While Markdown is designed to be easy to read and write, as you will see in @sec-source-editor, it still requires learning new syntax.
Therefore, if you're new to computational documents like `.qmd` files but have experience using tools like Google Docs or MS Word, the easiest way to get started with Quarto in RStudio is the visual editor.
In the visual editor you can either use the buttons on the menu bar to insert images, tables, cross-references, etc. or you can use the catch-all <kbd>⌘ /</kbd> shortcut to insert just about anything.
Inserting images and customizing how they are displayed is also facilitated with the visual editor.
You can either paste an image from your clipboard directly into the visual editor (and RStudio will place a copy of that image in the project directory and link to it) or you can use the visual editor's Insert \> Figure / Image menu to browse to the image you want to insert or paste it's URL.
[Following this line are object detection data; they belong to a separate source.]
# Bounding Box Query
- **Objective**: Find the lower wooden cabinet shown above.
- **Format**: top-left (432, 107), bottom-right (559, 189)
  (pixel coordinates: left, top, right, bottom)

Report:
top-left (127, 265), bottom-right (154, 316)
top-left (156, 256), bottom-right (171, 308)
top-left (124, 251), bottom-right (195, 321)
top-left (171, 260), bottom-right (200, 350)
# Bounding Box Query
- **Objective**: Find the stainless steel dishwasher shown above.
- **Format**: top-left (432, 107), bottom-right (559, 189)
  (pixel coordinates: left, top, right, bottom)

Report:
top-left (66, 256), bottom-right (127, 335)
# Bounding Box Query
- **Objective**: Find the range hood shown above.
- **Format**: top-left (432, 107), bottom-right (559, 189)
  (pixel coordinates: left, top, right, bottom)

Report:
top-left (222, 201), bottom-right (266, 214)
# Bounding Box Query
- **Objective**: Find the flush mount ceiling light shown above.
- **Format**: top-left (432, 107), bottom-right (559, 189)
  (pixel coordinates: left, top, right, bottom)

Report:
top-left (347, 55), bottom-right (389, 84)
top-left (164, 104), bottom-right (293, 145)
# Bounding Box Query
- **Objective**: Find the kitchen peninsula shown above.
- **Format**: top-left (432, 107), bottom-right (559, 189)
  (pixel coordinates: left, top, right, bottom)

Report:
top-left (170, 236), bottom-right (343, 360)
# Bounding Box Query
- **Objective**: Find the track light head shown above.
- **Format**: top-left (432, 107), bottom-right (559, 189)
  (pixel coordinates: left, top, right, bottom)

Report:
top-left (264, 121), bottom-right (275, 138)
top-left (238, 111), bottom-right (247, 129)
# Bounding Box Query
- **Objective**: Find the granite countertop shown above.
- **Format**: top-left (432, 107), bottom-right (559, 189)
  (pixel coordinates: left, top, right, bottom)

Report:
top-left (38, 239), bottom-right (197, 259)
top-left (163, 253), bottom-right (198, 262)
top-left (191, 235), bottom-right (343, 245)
In addition, using the same menu you can resize the image as well as add a caption, alternative text, and a link.
The visual editor has many more features that we haven't enumerated here that you might find useful as you gain experience authoring with it.
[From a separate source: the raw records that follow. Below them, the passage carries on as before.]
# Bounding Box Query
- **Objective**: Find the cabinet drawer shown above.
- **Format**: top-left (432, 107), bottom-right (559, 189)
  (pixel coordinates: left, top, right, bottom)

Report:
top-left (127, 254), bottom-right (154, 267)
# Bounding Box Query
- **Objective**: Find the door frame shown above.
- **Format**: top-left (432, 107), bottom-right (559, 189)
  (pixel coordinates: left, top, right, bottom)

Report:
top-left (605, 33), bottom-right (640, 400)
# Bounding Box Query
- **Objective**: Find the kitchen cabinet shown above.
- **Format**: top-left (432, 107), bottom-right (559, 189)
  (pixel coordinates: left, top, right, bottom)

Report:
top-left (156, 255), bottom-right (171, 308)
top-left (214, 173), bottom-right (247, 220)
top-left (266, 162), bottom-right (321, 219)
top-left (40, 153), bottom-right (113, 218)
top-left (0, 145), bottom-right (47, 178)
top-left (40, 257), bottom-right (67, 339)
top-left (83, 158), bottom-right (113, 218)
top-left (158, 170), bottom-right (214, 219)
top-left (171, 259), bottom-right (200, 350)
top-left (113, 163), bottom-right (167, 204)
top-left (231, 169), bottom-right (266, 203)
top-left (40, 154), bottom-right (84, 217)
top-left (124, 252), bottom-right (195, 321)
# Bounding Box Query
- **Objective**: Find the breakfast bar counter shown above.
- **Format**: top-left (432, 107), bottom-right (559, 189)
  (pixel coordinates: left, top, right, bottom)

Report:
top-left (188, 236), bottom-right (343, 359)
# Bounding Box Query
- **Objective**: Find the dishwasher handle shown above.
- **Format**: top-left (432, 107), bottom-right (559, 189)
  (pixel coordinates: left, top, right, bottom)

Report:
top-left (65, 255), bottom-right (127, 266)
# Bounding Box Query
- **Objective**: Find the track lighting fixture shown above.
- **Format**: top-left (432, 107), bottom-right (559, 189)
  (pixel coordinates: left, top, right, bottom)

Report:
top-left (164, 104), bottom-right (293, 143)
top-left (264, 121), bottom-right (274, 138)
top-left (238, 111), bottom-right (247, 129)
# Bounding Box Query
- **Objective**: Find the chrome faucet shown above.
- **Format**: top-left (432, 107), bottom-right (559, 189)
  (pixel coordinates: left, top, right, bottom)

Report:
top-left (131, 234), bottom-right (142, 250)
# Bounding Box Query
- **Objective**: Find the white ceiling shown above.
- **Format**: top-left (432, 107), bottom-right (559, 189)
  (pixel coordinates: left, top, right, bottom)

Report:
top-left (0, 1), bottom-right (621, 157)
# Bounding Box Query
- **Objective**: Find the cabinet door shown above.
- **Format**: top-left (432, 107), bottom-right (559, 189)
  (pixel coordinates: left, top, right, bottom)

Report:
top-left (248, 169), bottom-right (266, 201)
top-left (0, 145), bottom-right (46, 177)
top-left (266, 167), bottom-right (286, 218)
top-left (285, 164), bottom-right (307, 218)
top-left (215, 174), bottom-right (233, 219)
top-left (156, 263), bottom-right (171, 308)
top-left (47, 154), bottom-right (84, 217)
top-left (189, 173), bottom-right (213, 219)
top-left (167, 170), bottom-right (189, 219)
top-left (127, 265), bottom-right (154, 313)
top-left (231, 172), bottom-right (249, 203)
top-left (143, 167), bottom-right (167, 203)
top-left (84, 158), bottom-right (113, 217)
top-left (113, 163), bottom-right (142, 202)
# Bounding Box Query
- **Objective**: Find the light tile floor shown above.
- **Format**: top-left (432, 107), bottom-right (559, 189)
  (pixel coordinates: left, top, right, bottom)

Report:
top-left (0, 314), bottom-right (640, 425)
Most importantly, while the visual editor displays your content with formatting, under the hood, it saves your content in plain Markdown and you can switch back and forth between the visual and source editors to view and edit your content using either tool.
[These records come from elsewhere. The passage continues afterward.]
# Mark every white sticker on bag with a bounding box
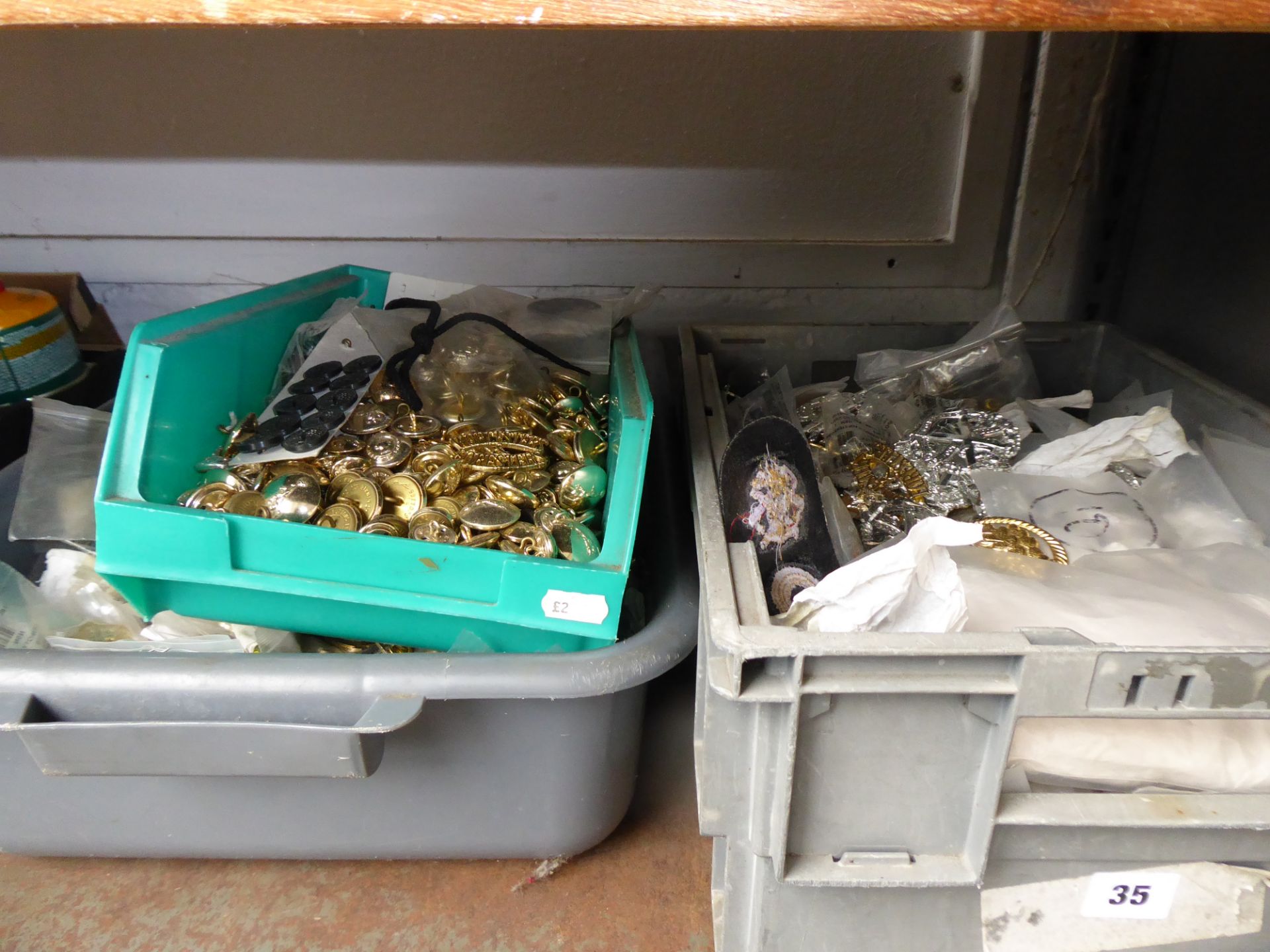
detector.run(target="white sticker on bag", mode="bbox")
[542,589,609,625]
[1081,869,1181,919]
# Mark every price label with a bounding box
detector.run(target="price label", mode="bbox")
[1081,869,1181,919]
[542,589,609,625]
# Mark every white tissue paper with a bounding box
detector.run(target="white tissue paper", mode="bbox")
[1009,717,1270,793]
[773,516,983,632]
[30,548,300,654]
[997,389,1093,439]
[1013,406,1195,476]
[954,543,1270,647]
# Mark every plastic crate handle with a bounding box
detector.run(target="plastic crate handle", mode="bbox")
[0,694,423,778]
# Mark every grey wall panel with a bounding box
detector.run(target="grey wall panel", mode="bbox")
[0,29,1031,287]
[1121,36,1270,401]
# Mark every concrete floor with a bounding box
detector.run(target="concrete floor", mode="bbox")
[0,675,711,952]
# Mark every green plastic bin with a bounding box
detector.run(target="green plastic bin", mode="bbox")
[97,265,653,651]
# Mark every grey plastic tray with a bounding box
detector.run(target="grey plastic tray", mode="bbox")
[681,324,1270,893]
[710,836,1270,952]
[0,355,697,858]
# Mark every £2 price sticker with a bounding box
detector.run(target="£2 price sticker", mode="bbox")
[542,589,609,625]
[1081,869,1181,919]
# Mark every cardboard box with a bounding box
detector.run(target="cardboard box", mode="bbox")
[0,272,123,354]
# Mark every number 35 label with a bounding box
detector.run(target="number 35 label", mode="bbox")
[1081,869,1181,919]
[542,589,609,625]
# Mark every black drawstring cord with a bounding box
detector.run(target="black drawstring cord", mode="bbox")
[384,297,591,413]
4. In the visual editor, go to Insert \> Citation and insert a citation to the paper titled [Welcome to the Tidyverse](https://joss.theoj.org/papers/10.21105/joss.01686) using its DOI (digital object identifier), which is [10.21105/joss.01686](https://doi.org/10.21105/joss.01686). Render the document and observe how the reference shows up in the document. What change do you observe in the YAML of your document?
You can also edit Quarto documents using the Source editor in RStudio, without the assist of the Visual editor.
While the Visual editor will feel familiar to those with experience writing in tools like Google docs, the Source editor will feel familiar to those with experience writing R scripts or R Markdown documents.
The Source editor can also be useful for debugging any Quarto syntax errors since it's often easier to catch these in plain text.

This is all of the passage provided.